Death Document

Why This Exists

Over the years, I've talked with a lot of people about what happens when someone dies. I've seen families scrambling to find account numbers, insurance policies, passwords, and important contacts — all while grieving.

I've watched people dig through filing cabinets, email accounts, and sticky notes trying to piece together the practical details of someone's life.

It's a problem that almost everyone faces eventually, and almost no one is prepared for.

So I built this. A simple, private tool to organize the information your loved ones will need when something happens to you. No accounts, no tracking, no complicated setup — just a form that runs entirely in your browser.

Everything stays on your device. Nothing is sent to our servers. Fill it in, download it, print it, and store it somewhere safe.

Your Data, Your Control

I believe strongly that your data should belong to you — completely. That's why this tool is designed with a few non-negotiable principles:

  • 100% client-side. Your information never leaves your browser. There is no server-side storage, no database, and no data transmission.
  • Download everything. Export your data as a fillable PDF or a JSON file. It's your information — you should always be able to take it with you.
  • Import and continue. Come back later, import your saved data, and pick up where you left off. No account required.
  • No lock-in. Standard formats, no proprietary anything. Your downloaded PDF works in any PDF reader. Your JSON export is plain text.

Privacy Is the Point

Your data never touches our servers. We can't read it because we never receive it. There's nothing to hack, nothing to leak, and nothing for anyone to subpoena.

There's no Google Analytics tracking your clicks. No Facebook pixel building a profile. No third-party scripts watching what you do.

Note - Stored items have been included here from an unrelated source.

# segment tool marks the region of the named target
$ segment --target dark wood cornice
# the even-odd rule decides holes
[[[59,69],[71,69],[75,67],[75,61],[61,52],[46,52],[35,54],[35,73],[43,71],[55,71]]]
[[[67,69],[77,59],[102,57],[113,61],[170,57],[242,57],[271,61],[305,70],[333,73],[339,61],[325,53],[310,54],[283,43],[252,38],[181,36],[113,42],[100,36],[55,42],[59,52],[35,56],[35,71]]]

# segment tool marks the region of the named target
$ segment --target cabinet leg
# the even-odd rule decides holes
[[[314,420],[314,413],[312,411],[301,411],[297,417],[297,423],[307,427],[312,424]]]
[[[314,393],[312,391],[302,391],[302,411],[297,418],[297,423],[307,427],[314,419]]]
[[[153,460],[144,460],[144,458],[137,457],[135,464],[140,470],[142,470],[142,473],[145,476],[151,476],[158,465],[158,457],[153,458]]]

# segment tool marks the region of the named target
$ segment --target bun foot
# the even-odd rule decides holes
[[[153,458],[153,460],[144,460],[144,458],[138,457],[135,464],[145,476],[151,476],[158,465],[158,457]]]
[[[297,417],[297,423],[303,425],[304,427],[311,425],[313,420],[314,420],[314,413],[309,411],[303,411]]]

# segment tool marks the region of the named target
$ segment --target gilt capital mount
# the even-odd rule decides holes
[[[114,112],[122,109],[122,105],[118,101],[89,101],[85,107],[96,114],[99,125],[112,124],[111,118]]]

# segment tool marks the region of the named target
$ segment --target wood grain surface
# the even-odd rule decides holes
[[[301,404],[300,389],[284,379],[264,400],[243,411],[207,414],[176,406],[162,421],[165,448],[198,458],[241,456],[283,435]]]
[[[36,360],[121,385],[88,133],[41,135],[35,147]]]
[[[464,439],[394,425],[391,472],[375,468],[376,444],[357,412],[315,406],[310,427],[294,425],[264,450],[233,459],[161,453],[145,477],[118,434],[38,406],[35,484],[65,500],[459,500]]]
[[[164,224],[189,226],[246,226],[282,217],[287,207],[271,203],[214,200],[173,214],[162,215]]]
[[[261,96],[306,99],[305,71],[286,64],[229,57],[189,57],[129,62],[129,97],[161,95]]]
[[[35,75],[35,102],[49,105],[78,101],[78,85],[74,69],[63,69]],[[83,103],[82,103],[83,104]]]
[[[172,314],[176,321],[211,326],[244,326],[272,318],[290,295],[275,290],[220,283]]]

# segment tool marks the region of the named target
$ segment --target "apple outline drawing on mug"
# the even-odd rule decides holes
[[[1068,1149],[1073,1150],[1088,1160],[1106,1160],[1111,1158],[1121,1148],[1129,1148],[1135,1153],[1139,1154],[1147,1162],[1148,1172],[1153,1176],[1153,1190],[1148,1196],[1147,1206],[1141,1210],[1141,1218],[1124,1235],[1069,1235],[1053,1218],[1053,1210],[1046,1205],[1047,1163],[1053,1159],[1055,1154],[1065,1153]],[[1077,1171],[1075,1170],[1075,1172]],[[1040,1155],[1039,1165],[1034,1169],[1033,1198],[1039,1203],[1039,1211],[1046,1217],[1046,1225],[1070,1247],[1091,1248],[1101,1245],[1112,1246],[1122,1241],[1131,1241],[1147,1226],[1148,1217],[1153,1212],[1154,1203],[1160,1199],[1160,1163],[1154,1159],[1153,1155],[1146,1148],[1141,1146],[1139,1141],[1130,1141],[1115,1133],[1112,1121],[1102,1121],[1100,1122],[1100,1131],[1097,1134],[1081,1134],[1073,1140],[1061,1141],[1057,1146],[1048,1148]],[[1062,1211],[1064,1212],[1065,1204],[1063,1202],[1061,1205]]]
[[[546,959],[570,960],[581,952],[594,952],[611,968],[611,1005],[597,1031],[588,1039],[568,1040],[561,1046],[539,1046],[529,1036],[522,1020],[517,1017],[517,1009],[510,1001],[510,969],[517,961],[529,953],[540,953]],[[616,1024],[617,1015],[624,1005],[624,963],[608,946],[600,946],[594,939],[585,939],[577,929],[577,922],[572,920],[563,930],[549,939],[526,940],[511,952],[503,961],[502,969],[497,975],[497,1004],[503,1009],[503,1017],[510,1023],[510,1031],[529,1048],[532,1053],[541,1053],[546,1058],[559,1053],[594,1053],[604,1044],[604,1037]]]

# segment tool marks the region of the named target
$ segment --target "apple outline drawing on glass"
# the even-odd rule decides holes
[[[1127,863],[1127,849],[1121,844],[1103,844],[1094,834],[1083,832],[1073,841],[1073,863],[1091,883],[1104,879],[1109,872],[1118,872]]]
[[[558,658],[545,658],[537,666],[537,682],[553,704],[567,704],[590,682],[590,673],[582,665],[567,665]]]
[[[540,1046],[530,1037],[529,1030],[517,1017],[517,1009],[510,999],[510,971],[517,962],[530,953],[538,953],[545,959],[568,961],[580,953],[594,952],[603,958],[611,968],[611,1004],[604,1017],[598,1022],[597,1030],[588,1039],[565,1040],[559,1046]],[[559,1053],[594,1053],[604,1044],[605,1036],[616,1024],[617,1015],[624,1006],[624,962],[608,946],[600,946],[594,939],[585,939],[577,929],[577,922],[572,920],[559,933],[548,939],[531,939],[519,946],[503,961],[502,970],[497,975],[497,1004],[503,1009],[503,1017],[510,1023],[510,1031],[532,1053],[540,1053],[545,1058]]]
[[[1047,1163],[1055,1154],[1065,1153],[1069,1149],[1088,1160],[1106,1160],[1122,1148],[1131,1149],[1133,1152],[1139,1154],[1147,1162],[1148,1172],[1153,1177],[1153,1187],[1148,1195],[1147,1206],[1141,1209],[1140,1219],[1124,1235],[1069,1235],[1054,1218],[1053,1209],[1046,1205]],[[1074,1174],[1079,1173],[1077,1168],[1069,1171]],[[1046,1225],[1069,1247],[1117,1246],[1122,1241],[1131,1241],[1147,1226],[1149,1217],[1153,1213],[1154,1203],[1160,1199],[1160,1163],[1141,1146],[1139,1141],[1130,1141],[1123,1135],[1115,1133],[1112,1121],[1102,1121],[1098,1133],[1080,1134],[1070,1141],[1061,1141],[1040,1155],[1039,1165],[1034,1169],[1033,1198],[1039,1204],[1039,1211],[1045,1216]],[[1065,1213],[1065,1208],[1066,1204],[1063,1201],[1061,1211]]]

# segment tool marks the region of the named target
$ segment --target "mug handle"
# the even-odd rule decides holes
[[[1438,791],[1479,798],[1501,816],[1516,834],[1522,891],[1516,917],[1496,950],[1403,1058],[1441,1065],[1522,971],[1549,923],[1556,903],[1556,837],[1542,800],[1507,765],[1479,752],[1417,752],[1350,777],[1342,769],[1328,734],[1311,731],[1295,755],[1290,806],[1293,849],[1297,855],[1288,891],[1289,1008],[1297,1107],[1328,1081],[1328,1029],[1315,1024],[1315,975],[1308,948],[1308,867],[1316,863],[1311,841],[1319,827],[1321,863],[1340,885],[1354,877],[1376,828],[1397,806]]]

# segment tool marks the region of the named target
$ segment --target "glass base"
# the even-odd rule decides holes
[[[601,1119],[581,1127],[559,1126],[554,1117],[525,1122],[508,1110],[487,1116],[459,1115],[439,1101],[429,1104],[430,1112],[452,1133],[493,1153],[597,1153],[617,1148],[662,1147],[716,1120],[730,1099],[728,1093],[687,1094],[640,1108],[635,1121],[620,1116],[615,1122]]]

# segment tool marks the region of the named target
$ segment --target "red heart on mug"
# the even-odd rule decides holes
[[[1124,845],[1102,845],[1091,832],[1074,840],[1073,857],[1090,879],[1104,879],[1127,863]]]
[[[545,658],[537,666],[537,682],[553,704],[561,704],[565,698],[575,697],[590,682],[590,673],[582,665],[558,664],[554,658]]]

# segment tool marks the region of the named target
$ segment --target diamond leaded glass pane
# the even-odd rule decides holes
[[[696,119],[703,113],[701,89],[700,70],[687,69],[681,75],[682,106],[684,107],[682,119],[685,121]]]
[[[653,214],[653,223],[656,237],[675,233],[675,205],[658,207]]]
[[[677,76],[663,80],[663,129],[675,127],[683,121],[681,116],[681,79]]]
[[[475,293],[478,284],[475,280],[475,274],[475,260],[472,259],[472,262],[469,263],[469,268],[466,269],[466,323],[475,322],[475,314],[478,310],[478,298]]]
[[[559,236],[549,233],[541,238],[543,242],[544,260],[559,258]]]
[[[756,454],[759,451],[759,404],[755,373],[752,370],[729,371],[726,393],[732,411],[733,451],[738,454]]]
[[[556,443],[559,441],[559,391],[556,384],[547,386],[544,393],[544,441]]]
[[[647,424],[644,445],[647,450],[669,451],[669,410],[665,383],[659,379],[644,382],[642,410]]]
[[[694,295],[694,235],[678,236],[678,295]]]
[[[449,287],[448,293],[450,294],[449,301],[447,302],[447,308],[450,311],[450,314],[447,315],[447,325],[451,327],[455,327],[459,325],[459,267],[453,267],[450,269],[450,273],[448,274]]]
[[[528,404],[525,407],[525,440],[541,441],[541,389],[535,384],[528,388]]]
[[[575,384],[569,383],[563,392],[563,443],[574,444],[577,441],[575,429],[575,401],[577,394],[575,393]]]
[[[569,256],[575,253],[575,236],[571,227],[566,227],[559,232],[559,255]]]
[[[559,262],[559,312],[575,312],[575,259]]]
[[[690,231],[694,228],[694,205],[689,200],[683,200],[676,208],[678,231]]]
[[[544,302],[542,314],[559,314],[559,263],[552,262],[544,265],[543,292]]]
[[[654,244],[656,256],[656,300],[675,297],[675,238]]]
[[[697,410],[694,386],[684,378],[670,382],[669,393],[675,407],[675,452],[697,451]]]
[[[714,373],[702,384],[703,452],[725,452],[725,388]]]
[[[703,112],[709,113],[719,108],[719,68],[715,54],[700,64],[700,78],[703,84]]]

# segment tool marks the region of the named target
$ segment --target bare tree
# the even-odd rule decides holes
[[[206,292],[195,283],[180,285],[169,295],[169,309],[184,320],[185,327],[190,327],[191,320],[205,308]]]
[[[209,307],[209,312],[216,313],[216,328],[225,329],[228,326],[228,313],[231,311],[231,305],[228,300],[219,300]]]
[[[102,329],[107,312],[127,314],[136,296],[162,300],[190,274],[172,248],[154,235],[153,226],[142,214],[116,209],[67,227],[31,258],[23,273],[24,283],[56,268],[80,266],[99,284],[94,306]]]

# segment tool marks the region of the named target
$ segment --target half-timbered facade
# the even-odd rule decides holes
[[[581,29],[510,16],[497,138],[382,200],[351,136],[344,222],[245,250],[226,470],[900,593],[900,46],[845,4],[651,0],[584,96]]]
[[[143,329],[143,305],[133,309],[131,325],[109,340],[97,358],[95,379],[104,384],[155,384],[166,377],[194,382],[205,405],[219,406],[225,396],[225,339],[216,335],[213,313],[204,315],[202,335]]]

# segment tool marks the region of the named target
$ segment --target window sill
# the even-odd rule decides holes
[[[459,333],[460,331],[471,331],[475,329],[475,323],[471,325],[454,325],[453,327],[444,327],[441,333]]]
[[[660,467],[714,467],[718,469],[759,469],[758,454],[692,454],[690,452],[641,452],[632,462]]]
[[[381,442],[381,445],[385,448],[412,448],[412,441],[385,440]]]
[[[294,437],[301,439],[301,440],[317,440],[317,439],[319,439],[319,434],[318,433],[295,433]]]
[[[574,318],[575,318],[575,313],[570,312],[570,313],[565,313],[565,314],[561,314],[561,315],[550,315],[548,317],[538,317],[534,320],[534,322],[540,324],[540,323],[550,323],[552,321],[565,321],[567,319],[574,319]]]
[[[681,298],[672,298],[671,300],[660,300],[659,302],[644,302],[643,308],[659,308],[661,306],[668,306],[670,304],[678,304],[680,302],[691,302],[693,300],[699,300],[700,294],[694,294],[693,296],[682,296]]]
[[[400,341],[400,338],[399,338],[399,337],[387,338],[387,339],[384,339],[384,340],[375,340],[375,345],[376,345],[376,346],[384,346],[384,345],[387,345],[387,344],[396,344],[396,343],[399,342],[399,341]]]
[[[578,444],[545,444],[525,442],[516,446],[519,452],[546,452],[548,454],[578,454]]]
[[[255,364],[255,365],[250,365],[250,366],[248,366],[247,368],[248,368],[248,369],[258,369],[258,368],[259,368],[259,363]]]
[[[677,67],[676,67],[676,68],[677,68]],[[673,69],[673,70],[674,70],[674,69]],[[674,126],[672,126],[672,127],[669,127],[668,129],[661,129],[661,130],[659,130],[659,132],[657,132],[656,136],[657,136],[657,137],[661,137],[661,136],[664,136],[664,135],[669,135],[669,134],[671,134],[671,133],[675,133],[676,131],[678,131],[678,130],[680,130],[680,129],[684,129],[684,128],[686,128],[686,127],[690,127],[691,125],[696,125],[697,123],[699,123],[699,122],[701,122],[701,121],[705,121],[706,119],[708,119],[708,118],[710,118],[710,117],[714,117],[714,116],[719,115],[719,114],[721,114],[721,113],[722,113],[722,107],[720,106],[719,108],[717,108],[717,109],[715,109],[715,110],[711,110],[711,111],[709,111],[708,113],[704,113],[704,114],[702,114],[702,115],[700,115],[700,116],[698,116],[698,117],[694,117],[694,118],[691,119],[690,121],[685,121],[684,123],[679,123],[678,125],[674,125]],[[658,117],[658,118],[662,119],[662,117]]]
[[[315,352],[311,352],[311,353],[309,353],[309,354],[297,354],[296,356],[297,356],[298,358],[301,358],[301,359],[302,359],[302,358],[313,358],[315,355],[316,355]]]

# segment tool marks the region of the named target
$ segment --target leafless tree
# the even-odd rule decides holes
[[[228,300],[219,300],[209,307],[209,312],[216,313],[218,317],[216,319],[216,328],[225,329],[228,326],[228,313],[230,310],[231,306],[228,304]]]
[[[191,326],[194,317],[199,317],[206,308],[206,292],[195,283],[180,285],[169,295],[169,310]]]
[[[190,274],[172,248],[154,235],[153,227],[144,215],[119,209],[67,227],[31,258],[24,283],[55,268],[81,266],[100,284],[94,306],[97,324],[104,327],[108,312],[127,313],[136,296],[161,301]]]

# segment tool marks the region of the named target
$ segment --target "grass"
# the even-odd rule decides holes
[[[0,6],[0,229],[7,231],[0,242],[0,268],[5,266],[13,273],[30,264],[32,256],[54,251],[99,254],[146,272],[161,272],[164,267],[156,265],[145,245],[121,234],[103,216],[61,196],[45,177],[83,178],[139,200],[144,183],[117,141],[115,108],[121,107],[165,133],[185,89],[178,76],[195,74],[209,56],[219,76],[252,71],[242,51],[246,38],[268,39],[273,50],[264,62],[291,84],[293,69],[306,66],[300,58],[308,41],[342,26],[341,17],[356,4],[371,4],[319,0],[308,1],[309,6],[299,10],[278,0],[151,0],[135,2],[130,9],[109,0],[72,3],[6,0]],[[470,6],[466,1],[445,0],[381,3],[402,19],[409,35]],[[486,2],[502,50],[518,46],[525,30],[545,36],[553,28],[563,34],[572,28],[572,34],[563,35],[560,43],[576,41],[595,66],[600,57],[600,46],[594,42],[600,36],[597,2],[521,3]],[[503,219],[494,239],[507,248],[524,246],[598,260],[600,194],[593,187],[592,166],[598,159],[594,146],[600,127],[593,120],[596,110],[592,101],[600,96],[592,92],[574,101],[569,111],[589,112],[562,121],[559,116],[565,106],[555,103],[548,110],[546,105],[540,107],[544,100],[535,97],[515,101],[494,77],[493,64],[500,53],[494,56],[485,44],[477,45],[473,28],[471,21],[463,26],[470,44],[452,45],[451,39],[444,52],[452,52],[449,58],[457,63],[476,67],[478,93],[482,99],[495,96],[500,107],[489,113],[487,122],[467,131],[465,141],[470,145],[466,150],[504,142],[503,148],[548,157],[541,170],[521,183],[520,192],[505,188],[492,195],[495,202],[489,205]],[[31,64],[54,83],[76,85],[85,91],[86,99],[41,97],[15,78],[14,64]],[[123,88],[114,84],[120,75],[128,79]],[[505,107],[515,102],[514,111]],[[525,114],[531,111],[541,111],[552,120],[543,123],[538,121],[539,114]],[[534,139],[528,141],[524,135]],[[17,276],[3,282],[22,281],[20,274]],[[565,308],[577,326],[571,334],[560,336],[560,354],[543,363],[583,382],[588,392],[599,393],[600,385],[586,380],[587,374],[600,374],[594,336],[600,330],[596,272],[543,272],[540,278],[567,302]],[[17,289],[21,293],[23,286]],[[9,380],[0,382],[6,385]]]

We don't even know how many people use this service, because we don't count. Your privacy is more important than our metrics.

Putting Something Good Into the World

Not everything needs to be a business. Sometimes you see a problem, realize you have the skills to help solve it, and just... do it.

Death is hard enough without having to figure out logistics in the middle of grief. If this tool helps even a few families avoid that scramble, makes the hard days a little bit easier, then it's worth the time I've put into it.

That's it. That's the whole motivation.